A plane is defined by the equations x-4y+2z=16. Find two vectors parallel to the plane.

You need 3 points.

Probably the easiest ones would be the intercepts
(0,0,8)
(0,-4,0) and
(16,0,0)
using the first two, a direction vector would be (0,4,8)
using the last two, a direction vector would be (16,4,0)
we could shorten these to (0,1,2) and (4,1,0)

check:
a normal to our plane is (1,-4,2)
taking the dot product of that normal with each of my two vectors yields zero, as expected.

If i want to find the x-, y- and z- intercepts do i write a new vector equation because we previously found the intercepts but the x-intercept =16 y-intercept = -4 and the z-intercept = 8

i tried writing a vector equation using the one vector as my point and the scalar equation as the direction vector but something seems to be wrong as i do not get the above values!

To find two vectors parallel to the plane defined by the equation x - 4y + 2z = 16, we can rewrite the equation in vector form.

Given the equation x - 4y + 2z = 16, we can rearrange it as follows:

x = 4y - 2z + 16

Now in vector form, this equation becomes:

[ x ] [ 4y - 2z + 16 ]
[ y ] = [ y ]
[ z ] [ z ]

Let's denote the vector form as R = [4y - 2z + 16, y, z].

To find two vectors parallel to the plane, we can choose values for y and z and calculate the resulting x, y, and z values for each choice.

First, let's choose y = 1 and z = 0:

R₁ = [4(1) - 2(0) + 16, 1, 0]
= [20, 1, 0]

Now, let's choose y = 0 and z = 1:

R₂ = [4(0) - 2(1) + 16, 0, 1]
= [14, 0, 1]

So, two vectors parallel to the plane are R₁ = [20, 1, 0] and R₂ = [14, 0, 1].

To find two vectors parallel to a plane, we need to find two linearly independent vectors that satisfy the equation of the plane.

The equation of the plane is x - 4y + 2z = 16. We can rewrite this equation in vector form:

P = (16, 0, 0) + a(1, -4, 0) + b(0, 2, 1)

Here, (1, -4, 0) and (0, 2, 1) are two vectors parallel to the plane, and a and b are scalar constants.

To find the two vectors parallel to the plane, we can choose values for a and b and then substitute them into the equation above.
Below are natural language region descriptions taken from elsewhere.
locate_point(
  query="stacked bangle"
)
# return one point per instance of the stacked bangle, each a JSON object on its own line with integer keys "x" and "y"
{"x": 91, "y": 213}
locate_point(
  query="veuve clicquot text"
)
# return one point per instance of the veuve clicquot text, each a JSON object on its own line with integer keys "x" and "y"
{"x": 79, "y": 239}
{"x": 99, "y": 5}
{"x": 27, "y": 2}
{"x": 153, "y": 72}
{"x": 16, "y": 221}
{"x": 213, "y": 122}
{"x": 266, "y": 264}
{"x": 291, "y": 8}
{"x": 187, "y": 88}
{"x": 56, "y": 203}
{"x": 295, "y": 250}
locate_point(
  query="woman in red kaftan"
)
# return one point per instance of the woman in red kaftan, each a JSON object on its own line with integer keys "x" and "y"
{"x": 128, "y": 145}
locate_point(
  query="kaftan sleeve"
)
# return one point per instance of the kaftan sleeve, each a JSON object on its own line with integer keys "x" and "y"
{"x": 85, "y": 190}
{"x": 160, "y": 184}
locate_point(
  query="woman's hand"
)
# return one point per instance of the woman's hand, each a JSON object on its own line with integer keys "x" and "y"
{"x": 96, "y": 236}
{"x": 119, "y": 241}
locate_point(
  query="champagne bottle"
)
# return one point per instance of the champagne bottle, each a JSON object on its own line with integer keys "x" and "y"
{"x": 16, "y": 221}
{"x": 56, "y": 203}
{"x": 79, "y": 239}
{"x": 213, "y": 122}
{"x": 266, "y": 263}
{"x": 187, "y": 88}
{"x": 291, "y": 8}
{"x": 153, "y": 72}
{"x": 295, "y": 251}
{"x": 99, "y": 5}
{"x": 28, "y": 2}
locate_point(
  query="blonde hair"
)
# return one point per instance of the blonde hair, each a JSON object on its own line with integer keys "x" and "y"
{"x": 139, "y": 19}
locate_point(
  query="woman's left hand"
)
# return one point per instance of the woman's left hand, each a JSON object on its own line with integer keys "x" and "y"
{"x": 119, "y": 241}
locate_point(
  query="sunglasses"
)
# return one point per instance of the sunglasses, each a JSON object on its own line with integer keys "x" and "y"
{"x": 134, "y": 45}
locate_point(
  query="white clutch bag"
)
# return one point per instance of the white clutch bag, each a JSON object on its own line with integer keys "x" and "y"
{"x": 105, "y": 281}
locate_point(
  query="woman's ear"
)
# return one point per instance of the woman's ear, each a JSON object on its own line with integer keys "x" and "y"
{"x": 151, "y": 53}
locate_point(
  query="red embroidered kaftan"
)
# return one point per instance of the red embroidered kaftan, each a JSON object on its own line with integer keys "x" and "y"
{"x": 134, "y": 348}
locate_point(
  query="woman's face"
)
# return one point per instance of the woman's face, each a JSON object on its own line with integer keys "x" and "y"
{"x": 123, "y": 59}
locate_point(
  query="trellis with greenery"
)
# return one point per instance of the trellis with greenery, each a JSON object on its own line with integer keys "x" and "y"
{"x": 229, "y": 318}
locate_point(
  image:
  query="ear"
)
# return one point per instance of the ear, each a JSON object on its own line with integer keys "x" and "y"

Let's choose a = 1 and b = 0:

P1 = (16, 0, 0) + 1(1, -4, 0) + 0(0, 2, 1)
= (16, 0, 0) + (1, -4, 0)
= (17, -4, 0)

So, vector P1 = (17, -4, 0) is parallel to the plane.

Now, let's choose a = 0 and b = 1:

P2 = (16, 0, 0) + 0(1, -4, 0) + 1(0, 2, 1)
= (16, 0, 0) + (0, 2, 1)
= (16, 2, 1)

Therefore, vector P2 = (16, 2, 1) is also parallel to the plane.

In summary, the two vectors parallel to the plane defined by the equation x - 4y + 2z = 16 are P1 = (17, -4, 0) and P2 = (16, 2, 1).